Ma il bello è che, se da un lato la mente umana può essere sviata da tutte le sue debolezze, il fatto che la recitazione del Daimoku porti abitualmente con sé un effetto, rende piuttosto facile capire se la pratica è corretta o no. Un po’ come se disponessimo di un monitor sul quale, volendo, si può leggere il risultato. «Quando pratichi questo Buddismo con un positivo spirito di ricerca – spiega Ikeda – otterrai benefici e migliorerai la tua vita. Al contrario, se hai un atteggiamento passivo tenderai a sentirti oppresso e pieno di risentimenti. Perderai il desiderio di praticare, riceverai meno benefici e sarai guidato dalla forza dell’abitudine». Più chiaro di così...

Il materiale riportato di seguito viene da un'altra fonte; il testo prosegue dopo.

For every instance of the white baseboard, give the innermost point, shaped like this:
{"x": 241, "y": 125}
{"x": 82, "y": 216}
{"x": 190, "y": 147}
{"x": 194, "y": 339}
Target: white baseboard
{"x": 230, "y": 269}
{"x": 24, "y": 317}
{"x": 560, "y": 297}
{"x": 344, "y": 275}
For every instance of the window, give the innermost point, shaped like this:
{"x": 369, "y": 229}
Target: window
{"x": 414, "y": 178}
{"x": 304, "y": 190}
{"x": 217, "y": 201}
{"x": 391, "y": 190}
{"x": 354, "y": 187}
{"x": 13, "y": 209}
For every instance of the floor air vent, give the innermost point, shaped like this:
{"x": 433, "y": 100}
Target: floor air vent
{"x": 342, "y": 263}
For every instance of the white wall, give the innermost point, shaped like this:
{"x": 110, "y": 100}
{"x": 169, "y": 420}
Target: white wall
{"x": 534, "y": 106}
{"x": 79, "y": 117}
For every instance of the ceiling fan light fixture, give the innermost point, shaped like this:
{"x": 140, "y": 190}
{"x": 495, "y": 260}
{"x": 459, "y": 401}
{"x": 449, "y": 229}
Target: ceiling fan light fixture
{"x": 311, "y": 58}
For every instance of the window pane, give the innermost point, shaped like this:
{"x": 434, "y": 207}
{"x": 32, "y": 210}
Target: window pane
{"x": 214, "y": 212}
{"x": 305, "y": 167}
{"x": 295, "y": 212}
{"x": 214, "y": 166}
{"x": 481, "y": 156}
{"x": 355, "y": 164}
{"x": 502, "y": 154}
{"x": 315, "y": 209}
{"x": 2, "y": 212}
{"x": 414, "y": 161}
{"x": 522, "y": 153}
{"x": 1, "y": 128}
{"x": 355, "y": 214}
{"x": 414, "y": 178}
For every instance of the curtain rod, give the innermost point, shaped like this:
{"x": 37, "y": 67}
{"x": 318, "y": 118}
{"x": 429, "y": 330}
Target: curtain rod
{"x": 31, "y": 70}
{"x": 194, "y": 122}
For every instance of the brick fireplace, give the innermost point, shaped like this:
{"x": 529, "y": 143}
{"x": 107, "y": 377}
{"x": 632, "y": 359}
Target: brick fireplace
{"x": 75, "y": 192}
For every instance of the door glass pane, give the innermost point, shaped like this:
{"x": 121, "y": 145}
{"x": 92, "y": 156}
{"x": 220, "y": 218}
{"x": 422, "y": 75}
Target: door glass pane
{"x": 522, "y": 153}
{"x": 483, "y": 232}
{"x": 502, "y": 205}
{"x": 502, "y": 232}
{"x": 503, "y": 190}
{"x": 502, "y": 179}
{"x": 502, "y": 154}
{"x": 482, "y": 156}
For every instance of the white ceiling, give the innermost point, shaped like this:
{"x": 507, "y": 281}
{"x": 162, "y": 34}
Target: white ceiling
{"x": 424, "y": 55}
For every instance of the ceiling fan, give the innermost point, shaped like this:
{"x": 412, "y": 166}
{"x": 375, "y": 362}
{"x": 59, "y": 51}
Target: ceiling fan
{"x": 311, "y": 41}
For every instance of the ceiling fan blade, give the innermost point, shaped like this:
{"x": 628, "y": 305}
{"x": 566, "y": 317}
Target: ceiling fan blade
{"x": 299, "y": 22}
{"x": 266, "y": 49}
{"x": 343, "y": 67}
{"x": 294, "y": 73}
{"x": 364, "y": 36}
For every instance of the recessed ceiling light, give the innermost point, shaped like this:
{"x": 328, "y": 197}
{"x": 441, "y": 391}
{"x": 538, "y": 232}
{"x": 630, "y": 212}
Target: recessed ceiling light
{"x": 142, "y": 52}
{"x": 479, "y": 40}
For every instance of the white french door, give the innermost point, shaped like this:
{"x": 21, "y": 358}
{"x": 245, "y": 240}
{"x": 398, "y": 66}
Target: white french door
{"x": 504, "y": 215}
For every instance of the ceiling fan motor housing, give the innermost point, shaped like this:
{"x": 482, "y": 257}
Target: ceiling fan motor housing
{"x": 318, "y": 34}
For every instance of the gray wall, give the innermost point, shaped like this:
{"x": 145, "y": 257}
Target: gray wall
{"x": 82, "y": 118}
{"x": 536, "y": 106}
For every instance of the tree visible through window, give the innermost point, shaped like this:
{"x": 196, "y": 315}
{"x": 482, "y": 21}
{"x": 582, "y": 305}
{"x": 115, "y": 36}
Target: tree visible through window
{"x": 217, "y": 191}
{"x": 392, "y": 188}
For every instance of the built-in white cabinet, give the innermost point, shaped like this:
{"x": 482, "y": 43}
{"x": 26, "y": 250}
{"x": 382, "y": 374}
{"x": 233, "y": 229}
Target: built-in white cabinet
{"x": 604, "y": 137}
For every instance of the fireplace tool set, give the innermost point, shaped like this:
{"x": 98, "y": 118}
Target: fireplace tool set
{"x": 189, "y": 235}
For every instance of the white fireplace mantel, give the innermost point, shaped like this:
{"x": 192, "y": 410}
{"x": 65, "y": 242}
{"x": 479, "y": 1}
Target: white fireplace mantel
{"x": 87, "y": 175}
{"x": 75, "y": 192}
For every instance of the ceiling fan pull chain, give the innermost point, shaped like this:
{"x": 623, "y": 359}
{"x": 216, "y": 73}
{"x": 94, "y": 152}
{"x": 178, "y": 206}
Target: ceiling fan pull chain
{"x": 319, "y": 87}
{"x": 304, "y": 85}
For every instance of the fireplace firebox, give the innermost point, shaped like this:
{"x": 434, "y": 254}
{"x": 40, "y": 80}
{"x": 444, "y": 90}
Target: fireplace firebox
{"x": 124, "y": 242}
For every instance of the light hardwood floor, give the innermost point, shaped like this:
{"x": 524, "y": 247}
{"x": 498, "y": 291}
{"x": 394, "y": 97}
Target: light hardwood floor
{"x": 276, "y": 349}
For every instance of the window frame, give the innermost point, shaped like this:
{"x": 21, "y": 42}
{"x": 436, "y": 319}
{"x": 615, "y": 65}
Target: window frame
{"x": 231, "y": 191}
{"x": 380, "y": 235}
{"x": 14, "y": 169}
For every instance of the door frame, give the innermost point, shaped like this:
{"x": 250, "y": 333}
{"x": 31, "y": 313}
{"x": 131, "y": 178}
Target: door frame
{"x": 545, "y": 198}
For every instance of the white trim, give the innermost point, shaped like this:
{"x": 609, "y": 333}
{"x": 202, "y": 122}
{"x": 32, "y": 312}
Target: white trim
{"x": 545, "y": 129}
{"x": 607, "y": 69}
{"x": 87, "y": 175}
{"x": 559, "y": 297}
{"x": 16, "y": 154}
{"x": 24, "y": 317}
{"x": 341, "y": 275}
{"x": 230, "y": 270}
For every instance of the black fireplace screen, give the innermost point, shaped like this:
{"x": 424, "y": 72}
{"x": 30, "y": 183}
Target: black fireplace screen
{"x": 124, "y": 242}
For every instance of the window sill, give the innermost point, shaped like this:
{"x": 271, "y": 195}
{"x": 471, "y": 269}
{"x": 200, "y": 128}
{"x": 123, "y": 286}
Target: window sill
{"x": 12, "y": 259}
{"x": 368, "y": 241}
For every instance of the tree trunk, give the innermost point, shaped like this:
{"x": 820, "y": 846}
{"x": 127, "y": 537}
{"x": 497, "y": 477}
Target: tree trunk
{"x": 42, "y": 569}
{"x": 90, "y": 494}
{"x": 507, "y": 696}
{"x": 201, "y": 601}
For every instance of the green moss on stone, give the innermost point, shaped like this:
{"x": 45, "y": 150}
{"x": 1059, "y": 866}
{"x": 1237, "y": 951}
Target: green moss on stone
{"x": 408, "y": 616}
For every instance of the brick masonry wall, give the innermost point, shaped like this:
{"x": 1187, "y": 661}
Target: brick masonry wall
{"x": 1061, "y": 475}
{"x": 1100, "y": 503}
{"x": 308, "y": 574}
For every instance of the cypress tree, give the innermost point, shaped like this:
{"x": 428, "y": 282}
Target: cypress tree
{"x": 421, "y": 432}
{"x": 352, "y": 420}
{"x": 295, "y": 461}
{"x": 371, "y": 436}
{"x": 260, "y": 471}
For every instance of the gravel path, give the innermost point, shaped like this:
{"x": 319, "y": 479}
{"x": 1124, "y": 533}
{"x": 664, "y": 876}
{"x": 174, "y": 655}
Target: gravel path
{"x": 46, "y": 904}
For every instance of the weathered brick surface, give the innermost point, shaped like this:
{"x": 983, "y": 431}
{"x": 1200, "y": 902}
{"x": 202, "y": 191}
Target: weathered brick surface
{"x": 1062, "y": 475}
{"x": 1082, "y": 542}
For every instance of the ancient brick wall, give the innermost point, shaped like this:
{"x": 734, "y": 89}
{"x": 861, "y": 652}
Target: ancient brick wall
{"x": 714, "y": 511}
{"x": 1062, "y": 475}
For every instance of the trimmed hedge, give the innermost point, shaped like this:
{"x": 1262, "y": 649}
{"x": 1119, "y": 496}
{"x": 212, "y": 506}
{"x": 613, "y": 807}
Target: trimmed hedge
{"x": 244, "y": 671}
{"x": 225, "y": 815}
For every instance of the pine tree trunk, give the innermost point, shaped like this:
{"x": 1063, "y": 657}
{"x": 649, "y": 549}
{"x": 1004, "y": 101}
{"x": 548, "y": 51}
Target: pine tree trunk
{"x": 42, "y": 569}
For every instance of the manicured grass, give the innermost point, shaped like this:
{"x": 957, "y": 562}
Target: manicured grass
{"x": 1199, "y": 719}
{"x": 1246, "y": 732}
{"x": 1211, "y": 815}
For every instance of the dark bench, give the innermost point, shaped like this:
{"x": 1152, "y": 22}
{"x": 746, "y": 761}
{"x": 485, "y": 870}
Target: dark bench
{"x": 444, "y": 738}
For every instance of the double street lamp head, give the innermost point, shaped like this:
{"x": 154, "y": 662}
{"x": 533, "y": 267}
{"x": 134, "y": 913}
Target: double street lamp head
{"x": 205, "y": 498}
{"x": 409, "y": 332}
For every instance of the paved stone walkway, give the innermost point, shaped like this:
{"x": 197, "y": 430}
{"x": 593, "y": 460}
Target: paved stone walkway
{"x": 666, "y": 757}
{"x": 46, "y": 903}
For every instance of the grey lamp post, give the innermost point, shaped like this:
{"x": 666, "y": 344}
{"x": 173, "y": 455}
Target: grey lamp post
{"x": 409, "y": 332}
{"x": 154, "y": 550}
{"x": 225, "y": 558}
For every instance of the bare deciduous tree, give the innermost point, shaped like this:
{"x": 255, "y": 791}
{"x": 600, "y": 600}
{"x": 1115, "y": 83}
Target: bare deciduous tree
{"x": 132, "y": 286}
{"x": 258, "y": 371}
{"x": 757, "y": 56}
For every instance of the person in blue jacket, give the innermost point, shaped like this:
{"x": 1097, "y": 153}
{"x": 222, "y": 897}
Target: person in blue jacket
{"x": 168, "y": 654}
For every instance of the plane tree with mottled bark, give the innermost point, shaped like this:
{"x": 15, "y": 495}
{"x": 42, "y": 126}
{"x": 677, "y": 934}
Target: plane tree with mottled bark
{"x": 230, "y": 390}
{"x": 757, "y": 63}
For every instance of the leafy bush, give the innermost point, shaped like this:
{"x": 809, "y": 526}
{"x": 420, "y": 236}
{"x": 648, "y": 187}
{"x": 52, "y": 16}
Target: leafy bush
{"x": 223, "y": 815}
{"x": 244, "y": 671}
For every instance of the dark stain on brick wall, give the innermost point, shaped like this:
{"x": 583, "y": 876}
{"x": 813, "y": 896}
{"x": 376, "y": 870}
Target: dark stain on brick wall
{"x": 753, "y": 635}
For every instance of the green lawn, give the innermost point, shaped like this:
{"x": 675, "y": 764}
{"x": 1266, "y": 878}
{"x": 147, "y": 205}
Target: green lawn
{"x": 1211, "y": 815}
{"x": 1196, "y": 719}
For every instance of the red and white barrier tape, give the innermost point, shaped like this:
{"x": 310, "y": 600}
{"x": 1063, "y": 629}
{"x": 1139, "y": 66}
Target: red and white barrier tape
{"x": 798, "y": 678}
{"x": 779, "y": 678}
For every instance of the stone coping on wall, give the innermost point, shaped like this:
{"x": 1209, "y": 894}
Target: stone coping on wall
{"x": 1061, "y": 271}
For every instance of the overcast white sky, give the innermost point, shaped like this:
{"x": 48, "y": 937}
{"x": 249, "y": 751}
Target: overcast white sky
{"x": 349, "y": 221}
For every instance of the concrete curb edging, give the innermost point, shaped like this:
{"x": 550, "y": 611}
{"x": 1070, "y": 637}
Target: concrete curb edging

La ricerca spirituale non è una cosa che si fa nel tempo libero. È una cosa che assorbe energie fisiche e mentali, magari anche ventiquattr’ore su ventiquattro. E soprattutto che richiede coraggio. Perché, come insegna il Buddismo (e come ha illustrato Mitsuhiro Kaneda nella lezione tenuta ai corsi estivi, pubblicata integralmente nella Isg Newsletter di settembre), la causa di tutto va ricercata sempre dentro di noi. Ecco uno dei motivi che spinge Toda ad associare la rivoluzione umana a «una nuova spiegazione della vita, assai diversa dalla precedente...». Siamo tutti un po’ abituati a dare ad altri la colpa delle nostre infelicità. Oppure a cercare tante spiegazioni di comodo per giustificare quello che sta succedendo. Invece, tutto comincia fatalmente da noi stessi.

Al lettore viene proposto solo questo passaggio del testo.